Monday, October 3, 2011

Matches

     When I was a young married adult, my wife, son, and I used to visit my Great Aunt Lyda (pronounced Lie- dee) in Uniontown, PA.  She was my grandmother’s sister on my father’s side, born in 1883, and never married (she remained a maiden lady, a curiosity these days). 

     Aunt Lyda was well educated, having attended college.  She taught a couple years until her sister, my Great Aunt Sadie, became ill with tuberculosis. Aunt Lyda took care of her sister until she died in 1903, and continued to live in her parents’ home and care for them. My great-grandfather, her father, died in the epidemic of Spanish Influenza that followed World War I, and Aunt Lyda took care of her mother, until the middle of the Second World War.

     Aunt Lyda died in 1981 at the age of 98.  Until she was 90 she lived in her parents’ house.  On her 89th birthday, while we were newly marrieds visiting her, she fell down the back stairs and broke a vertebra in her neck.  The fall didn't kill her and she lived another nine years, which I find pretty amazing. We were shaken, but glad we were there.  She had taken the wallpaper off the closet under the front stairs and painted the floor in the basement the week before we came to visit.  
    After her recovery, Aunt Lyda slowly went blind.  She had cataracts that were inoperable.  She moved to an apartment, and a woman came in each late morning to make lunch, clean, run errands, make and clean up supper and set out breakfast.  Aunt Lyda was an amazing lady, in all respects a great Great Aunt.

In one of our conversations, I asked her what the most important invention of her lifetime was. Aunt Lyda’s reply was not, as I expected, the airplane, but the match.  Matches, she explained, allowed the starting of fires effortlessly.  Prior to their invention, people had to beg a coal from a neighbor, keep a fire banked in the furnace or stove, or start a fire with two sticks or a stone and flint.

In my research on matches, I found that Aunt Lyda was only partly correct.  Matches were invented in the 1830’s.  However, Joshua Pusey patented the book match in 1889.  He later sold the patent to the Diamond Match Company in 1896, and they became universal.            

This leads to a curious coincidence.  On the other side of the family tree, my mother’s father, my Grandpa Bill, worked at Diamond Match.  He completed third grade, worked on farms, and left Pennsylvania for Barberton, Ohio, in the early years of the last century. Initially he was paid $.035 an hour.  Because he was a good worker, he got raises and eventually made $.055 an hour.  He worked there for a few years, met my grandmother (she completed fifth grade), who also worked at Diamond Match, married and had children, including my mother.

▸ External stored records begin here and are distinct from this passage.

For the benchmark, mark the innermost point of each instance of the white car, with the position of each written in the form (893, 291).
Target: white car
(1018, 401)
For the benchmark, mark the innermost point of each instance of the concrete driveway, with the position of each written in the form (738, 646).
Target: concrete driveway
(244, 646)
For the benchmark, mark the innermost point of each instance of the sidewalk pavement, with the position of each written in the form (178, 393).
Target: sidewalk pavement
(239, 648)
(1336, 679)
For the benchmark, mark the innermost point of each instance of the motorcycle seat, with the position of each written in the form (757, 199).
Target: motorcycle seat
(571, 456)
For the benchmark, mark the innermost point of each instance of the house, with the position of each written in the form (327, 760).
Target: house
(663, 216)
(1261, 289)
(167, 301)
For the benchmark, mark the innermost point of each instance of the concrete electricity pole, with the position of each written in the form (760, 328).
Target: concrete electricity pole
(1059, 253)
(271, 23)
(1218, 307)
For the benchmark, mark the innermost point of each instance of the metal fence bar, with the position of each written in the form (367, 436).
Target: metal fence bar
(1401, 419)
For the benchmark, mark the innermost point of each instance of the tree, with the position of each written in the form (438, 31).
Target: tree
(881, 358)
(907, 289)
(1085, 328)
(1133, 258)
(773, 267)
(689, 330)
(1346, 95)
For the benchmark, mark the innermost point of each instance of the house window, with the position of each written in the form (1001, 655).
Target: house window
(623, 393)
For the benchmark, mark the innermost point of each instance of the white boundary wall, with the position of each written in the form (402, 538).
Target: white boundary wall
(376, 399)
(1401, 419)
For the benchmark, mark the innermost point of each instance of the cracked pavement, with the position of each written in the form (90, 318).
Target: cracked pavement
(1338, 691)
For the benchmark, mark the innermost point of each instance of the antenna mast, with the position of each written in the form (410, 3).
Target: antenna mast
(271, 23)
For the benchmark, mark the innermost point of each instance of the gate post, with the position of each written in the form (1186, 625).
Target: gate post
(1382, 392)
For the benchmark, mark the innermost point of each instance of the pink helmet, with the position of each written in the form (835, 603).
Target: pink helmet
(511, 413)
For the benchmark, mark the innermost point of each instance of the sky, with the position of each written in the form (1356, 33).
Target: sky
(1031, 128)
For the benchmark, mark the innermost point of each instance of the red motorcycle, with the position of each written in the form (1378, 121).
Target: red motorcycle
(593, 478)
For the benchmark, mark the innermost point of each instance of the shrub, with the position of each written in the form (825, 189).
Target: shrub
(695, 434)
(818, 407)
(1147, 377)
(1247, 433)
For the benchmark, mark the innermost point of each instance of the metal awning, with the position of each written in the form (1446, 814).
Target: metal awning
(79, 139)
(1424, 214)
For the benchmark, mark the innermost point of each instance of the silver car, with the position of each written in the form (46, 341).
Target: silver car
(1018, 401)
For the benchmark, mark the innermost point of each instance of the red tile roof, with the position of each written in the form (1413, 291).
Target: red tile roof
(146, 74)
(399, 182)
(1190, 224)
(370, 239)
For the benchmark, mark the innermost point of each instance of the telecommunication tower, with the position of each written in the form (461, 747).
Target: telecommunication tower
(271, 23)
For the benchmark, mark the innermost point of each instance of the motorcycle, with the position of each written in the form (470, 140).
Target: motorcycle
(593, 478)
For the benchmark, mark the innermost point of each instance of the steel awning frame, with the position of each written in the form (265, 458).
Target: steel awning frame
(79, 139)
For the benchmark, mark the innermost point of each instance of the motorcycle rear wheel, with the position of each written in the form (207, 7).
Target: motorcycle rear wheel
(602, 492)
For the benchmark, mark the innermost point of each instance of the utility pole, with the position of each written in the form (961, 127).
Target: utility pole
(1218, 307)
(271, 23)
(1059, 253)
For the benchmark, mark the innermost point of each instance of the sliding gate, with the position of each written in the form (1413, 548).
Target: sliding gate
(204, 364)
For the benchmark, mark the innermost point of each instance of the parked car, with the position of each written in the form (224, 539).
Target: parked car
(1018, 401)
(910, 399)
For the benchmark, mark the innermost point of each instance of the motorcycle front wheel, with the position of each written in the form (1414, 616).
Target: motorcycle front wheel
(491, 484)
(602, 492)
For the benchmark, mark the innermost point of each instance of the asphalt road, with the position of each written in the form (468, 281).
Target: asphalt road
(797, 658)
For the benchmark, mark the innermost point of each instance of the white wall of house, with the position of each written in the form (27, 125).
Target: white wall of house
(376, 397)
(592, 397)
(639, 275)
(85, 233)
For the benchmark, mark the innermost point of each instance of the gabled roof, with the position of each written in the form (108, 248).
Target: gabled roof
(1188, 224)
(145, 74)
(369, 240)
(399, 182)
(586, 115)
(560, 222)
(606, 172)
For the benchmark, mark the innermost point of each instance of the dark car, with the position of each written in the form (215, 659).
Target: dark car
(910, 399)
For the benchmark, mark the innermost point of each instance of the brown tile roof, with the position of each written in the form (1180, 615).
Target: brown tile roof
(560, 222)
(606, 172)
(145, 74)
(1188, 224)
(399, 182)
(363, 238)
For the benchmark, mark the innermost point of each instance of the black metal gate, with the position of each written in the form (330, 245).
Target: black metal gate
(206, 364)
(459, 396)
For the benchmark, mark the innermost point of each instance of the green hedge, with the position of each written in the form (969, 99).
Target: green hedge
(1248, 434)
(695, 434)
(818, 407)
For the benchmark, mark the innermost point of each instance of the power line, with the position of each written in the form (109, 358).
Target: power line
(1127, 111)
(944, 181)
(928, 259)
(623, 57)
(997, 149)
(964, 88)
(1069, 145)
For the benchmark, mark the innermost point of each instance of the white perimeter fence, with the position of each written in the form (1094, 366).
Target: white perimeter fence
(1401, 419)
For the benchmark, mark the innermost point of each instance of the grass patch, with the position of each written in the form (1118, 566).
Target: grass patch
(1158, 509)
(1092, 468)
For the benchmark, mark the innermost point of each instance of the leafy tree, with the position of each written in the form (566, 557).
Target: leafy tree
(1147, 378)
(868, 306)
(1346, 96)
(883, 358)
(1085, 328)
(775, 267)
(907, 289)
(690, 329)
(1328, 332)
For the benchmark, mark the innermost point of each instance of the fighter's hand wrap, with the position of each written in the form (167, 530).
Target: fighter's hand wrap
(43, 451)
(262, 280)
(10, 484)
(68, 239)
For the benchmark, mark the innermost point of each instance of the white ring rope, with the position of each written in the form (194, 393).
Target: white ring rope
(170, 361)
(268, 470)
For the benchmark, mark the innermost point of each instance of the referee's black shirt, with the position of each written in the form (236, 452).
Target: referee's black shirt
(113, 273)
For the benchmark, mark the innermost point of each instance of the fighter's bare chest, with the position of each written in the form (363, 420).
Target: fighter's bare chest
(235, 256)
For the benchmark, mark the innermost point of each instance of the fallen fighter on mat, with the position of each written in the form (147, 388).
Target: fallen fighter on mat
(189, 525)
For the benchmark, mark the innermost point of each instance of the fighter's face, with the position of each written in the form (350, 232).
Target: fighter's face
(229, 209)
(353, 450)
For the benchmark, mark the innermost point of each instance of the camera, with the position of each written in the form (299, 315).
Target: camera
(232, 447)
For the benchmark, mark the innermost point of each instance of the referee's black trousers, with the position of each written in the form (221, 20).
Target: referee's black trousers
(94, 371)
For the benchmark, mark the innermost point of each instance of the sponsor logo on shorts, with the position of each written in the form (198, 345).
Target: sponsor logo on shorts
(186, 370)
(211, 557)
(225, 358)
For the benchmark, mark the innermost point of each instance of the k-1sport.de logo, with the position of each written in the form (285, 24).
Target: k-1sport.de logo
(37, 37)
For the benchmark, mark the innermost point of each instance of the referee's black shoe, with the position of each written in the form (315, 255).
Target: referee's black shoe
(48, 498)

O.C. Barber, an Akron industrialist, founded the Diamond Match Company and with three associates created Barberton out of 550 acres of farmland he purchased.  The  stick match (we know them as wooden kitchen matches) company - pre-Diamond Match - was very profitable during the Civil War.

Today we have little use for matches.  Our stove has electronic ignition, as does our furnace, and the gas grill has a little button to push.  We have a fireplace, which we occasionally use, and we start fires with paper, matches, and kindling.  We hardly ever use candles.  
But matches changed the world, especially for my Great-Aunt Lyda.